A───S1────────S2───B
    │         │
    │         │
    │         │
C───S3────────S4───D

The virtual-circuit switching tables are below. Ports are identified by the node at the other end. Identify all the connections. Give the path for each connection and the VCI on each link of the path.

Switch S1:

VCIin portin VCIout portout
1 A 2 S2
3 S3 2 A

Switch S2:

VCIin portin VCIout portout
2 S1 3 S4
1 B 2 S4

Switch S3:

VCIin portin VCIout portout
2 S1 2 S4
1 S4 3 S1

Switch S4:

VCIin portin VCIout portout
3 S2 2 D
2 S2 1 S3

11.0. Suppose we have the following network:

A───S1────────S2───B
    │         │
    │         │
    │         │
C───S3────────S4───D

Give virtual-circuit switching tables for the following connections. Route via a shortest path.

(a). A–D
(b). C–B, via S4
(c). B–D
(d). A–D, via whichever of S2 or S3 was not used in part (a)

12.0. Below is a set of switches S1 through S4. Define VCI-table entries so the virtual circuit from A to B follows the path

A →→ S1 →→ S2 →→ S4 →→ S3 →→ S1 →→ S2 →→ S4 →→ S3 →→ B

That is, each switch is visited twice.

A──S1─────S2
   │      │
   │      │
B──S3─────S4

13.0. In this exercise we outline the two-ray ground model of wireless transmission in which the signal power is inversely proportional to the fourth power of the distance, rather than following the usual inverse-square law.

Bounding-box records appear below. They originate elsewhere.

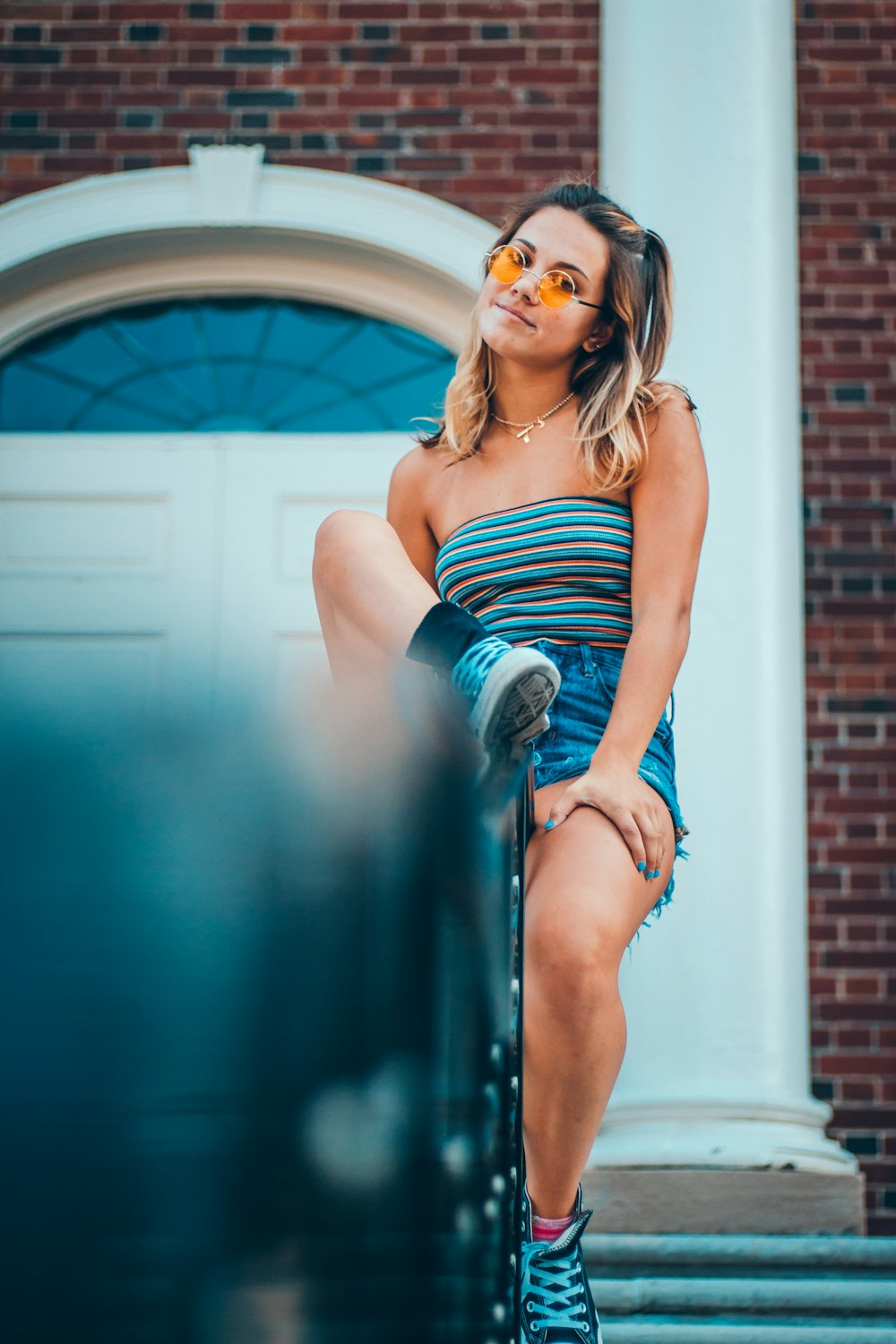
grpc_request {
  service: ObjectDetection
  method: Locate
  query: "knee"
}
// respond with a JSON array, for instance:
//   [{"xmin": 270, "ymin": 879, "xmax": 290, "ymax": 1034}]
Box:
[
  {"xmin": 313, "ymin": 508, "xmax": 384, "ymax": 578},
  {"xmin": 525, "ymin": 918, "xmax": 621, "ymax": 1019}
]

Some familiarity with trigonometric (or complex-exponential) manipulations is necessary.

Suppose the signal near the transmitter is A sin(2πft), where A is the amplitude, f the frequency and t the time. Signal power is proportional to A2. At distance r≥1, the amplitude is reduced by a factor of 1/r (so the power is reduced by 1/r2) and the signal is delayed by a time r/c, where c is the speed of light, giving

(A/r)sin(2πf(t − r/c)) = (A/r)sin(2πft − 2πλr)

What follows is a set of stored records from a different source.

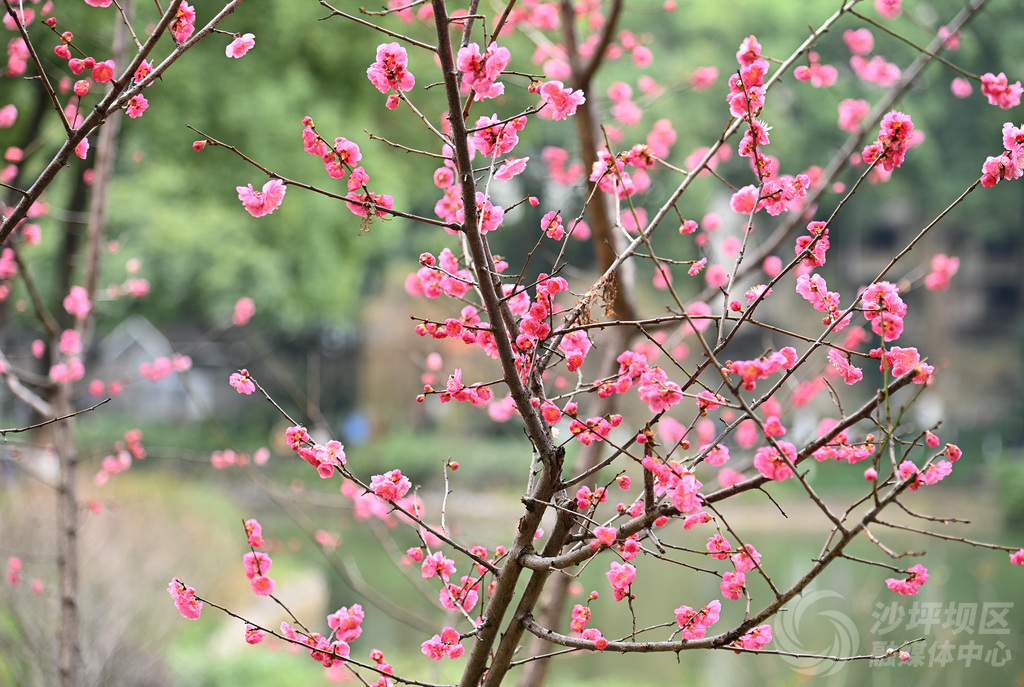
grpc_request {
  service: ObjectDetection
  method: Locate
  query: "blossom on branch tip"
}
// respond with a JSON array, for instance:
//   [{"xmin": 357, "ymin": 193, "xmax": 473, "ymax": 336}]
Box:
[
  {"xmin": 981, "ymin": 72, "xmax": 1024, "ymax": 110},
  {"xmin": 167, "ymin": 577, "xmax": 203, "ymax": 620},
  {"xmin": 170, "ymin": 2, "xmax": 196, "ymax": 43},
  {"xmin": 720, "ymin": 572, "xmax": 746, "ymax": 601},
  {"xmin": 367, "ymin": 43, "xmax": 416, "ymax": 93},
  {"xmin": 420, "ymin": 627, "xmax": 466, "ymax": 660},
  {"xmin": 125, "ymin": 93, "xmax": 150, "ymax": 119},
  {"xmin": 370, "ymin": 470, "xmax": 413, "ymax": 503},
  {"xmin": 456, "ymin": 43, "xmax": 511, "ymax": 100},
  {"xmin": 229, "ymin": 370, "xmax": 256, "ymax": 396},
  {"xmin": 886, "ymin": 563, "xmax": 929, "ymax": 596},
  {"xmin": 541, "ymin": 81, "xmax": 587, "ymax": 120},
  {"xmin": 236, "ymin": 179, "xmax": 288, "ymax": 217},
  {"xmin": 224, "ymin": 34, "xmax": 256, "ymax": 57}
]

where λ = f/c is the wavelength.

The received signal is the superposition of the line-of-sight signal path and its reflection from the ground, as in the following diagram:

Sender and receiver are shown at equal heights above the ground, for simplicity. We assume 100% ground reflectivity (this is reasonable for very shallow angles). The phase of the ground signal is reversed 180° by the reflection, and then is delayed slightly more by the slightly longer path.

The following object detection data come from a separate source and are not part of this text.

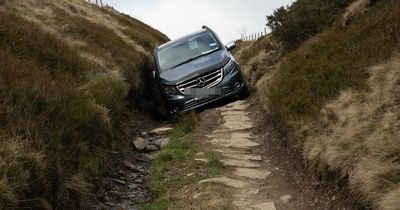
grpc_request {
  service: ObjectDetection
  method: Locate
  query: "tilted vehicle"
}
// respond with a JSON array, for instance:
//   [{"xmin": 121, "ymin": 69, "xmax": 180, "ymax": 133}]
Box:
[{"xmin": 153, "ymin": 26, "xmax": 249, "ymax": 114}]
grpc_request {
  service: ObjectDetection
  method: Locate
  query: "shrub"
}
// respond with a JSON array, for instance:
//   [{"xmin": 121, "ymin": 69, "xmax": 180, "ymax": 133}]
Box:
[
  {"xmin": 265, "ymin": 0, "xmax": 400, "ymax": 120},
  {"xmin": 267, "ymin": 0, "xmax": 347, "ymax": 50}
]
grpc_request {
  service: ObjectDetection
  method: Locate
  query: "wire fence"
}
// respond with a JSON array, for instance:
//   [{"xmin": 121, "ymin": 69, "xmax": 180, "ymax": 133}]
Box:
[
  {"xmin": 240, "ymin": 28, "xmax": 268, "ymax": 41},
  {"xmin": 231, "ymin": 28, "xmax": 268, "ymax": 42},
  {"xmin": 85, "ymin": 0, "xmax": 109, "ymax": 7}
]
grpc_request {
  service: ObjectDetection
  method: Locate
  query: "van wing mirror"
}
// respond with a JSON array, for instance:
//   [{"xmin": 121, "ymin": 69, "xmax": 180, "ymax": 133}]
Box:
[{"xmin": 225, "ymin": 41, "xmax": 236, "ymax": 51}]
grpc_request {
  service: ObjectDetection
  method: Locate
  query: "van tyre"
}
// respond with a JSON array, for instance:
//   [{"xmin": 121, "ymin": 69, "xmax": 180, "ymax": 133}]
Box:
[{"xmin": 238, "ymin": 85, "xmax": 250, "ymax": 99}]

(a). Find a formula for the length of the reflected-signal path rʹ, in terms of r and h. Eliminate the square root, using the approximation (1+x)1/2 ≈ 1 + x/2 for small x. (You will need to factor r out of the square-root expression for rʹ first.)

(b). Simplify the difference (because of the 180° reflection phase-reversal) of the line-of-sight and reflected-signal paths. Use the approximation sin(X) − sin(Y) = 2 sin((X−Y)/2) cos((X+Y)/2) ≈ (X-Y) cos((X+Y)/2) ≈ (X−Y) cos(X), for X≈Y (or else use complex exponentials, noting sin(X) is the real part of i eiX). You may assume rʹ−r is smaller than the wavelength λ. Start with (A/r)sin(2πft − 2πλr) − (A/rʹ)sin(2πft − 2πλrʹ); it helps to isolate the r→rʹ change to one subexpression at a time by writing this as follows (adding and subtracting the identical middle terms):

((A/r)sin(2πft − 2πλr) − (A/rʹ)sin(2πft − 2πλr)) + ((A/rʹ)sin(2πft − 2πλr) − (A/rʹ)sin(2πft − 2πλrʹ))
= (A/r − A/rʹ)sin(2πft − 2πλr)   +   (A/rʹ)(sin(2πft − 2πλr) − sin(2πft − 2πλrʹ))

(c). Show that the approximate amplitude of this difference is proportional to 1/r2, making the relative power proportional to 1/r4.

14.0. In the four-way handshake of 3.7.5   Wi-Fi Security, suppose station B (for Bad) records the successful handshake of station A and the access point. A then leaves the network, and B attempts a replay attack: B uses A’s packets in the handshake. At exactly what point does the handshake break down?